If you want to hear about failure, though, I am your man. I can tell you about days without shaving because I didn’t want to look myself in the mirror. About the gallons of whiskey. About a trail of women. About a gun in my hand and being too cowardly to pull the trigger, not restrained by love of my own children, even, just fear of what comes after the recoil and flash.

Even now, in this sober and prayerful place, I have been reticent to write of these stirrings in my heart, because my heart is such a faithless instrument.

A falsity I embraced is that only righteous men can say good and true things. This misconception was one vein of a deep-rooted arrogance within me. I believed I was righteous and enlightened and God-ordained to speak truth. I believed I was more worthy than others to speak of noble things.

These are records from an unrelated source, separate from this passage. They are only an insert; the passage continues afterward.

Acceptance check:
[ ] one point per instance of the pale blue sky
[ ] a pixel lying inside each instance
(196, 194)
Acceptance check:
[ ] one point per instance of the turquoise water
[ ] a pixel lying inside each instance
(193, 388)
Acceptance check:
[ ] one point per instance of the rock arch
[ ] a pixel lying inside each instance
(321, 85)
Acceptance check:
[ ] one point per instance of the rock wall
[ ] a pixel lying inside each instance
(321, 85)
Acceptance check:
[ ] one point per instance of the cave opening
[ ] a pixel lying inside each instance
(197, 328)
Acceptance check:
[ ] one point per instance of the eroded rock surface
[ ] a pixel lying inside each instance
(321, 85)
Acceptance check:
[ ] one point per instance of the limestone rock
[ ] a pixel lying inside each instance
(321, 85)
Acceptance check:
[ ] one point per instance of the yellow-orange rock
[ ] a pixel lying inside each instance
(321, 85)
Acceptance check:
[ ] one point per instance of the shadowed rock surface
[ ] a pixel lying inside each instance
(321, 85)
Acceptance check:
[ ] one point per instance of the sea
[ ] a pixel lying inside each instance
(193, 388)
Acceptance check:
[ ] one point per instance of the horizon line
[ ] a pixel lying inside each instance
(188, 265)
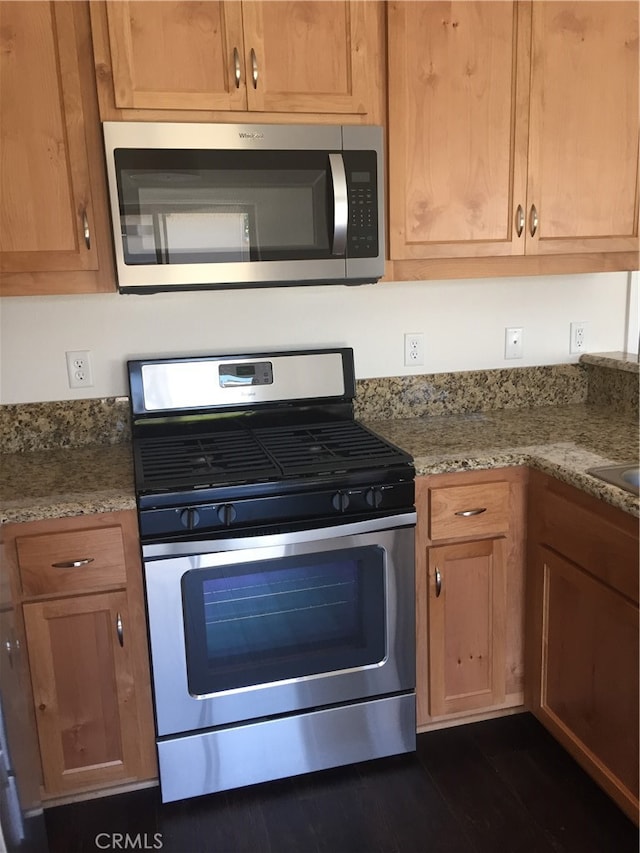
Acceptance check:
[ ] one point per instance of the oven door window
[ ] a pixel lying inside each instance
(268, 621)
(203, 206)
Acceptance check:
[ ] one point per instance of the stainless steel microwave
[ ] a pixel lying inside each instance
(197, 206)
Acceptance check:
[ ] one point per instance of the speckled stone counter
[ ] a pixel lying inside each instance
(64, 482)
(562, 419)
(564, 441)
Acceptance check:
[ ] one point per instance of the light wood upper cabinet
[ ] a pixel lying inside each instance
(281, 57)
(457, 127)
(513, 129)
(583, 130)
(176, 55)
(53, 222)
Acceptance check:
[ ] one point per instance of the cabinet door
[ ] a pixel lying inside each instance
(45, 192)
(177, 54)
(589, 680)
(458, 88)
(467, 604)
(583, 144)
(308, 56)
(84, 691)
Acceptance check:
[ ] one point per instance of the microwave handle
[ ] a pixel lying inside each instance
(340, 204)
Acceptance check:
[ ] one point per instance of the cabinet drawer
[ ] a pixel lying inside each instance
(73, 561)
(461, 511)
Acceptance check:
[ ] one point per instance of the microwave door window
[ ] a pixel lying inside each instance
(223, 234)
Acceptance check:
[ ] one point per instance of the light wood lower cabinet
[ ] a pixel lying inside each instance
(469, 594)
(80, 584)
(582, 632)
(467, 606)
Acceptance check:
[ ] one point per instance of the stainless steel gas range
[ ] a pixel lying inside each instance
(278, 548)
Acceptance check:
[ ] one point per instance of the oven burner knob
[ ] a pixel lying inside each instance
(190, 518)
(340, 501)
(374, 498)
(227, 514)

Of course that’s nonsense, insofar as whatever is pure and lovely and praiseworthy doesn’t originate with man. The worth of benedictions doesn’t reside in the purity of the speaker, but in the holiness of truth’s author. We make ourselves gods at every turn, don’t we?

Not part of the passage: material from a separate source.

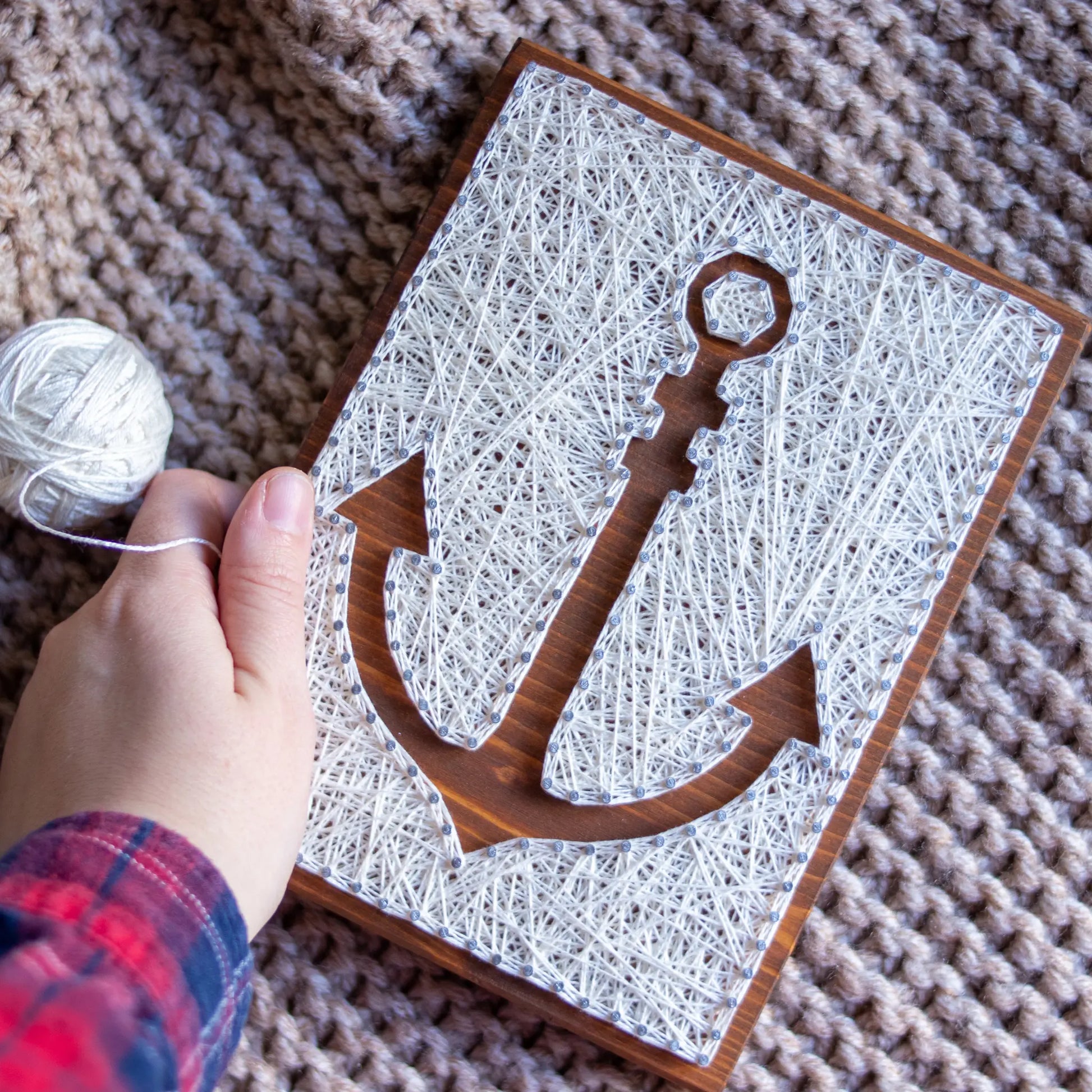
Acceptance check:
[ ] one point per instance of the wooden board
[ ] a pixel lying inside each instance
(494, 793)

There is beauty within this shattered creation. There are true and good things, and our struggle, every day, is not the truth of them, but the truth of ourselves. The words aren’t made worthy by us, but maybe, by God’s grace, we can be made more worthy of the words, and even by them, because good words are a blessing, which is why the priest or preacher or rabbi sends us out into the world with them humming in our inner hearts.

Logos is a name for Christ because creation was spoken into being. Some of that power conveys to us as well, because with our every word we build up or tear down, we soothe our brother or we flay him, we call into this earth either a heavenly aroma or pungent brimstone. God knows, we need more good words.

Which means they warrant utterance, it seems, even when they come from bad men. This world needs words freighted with gravity and grace, and I suppose it would be a sin not to speak them, even if we’ve never once in our lives measured up to their fullness.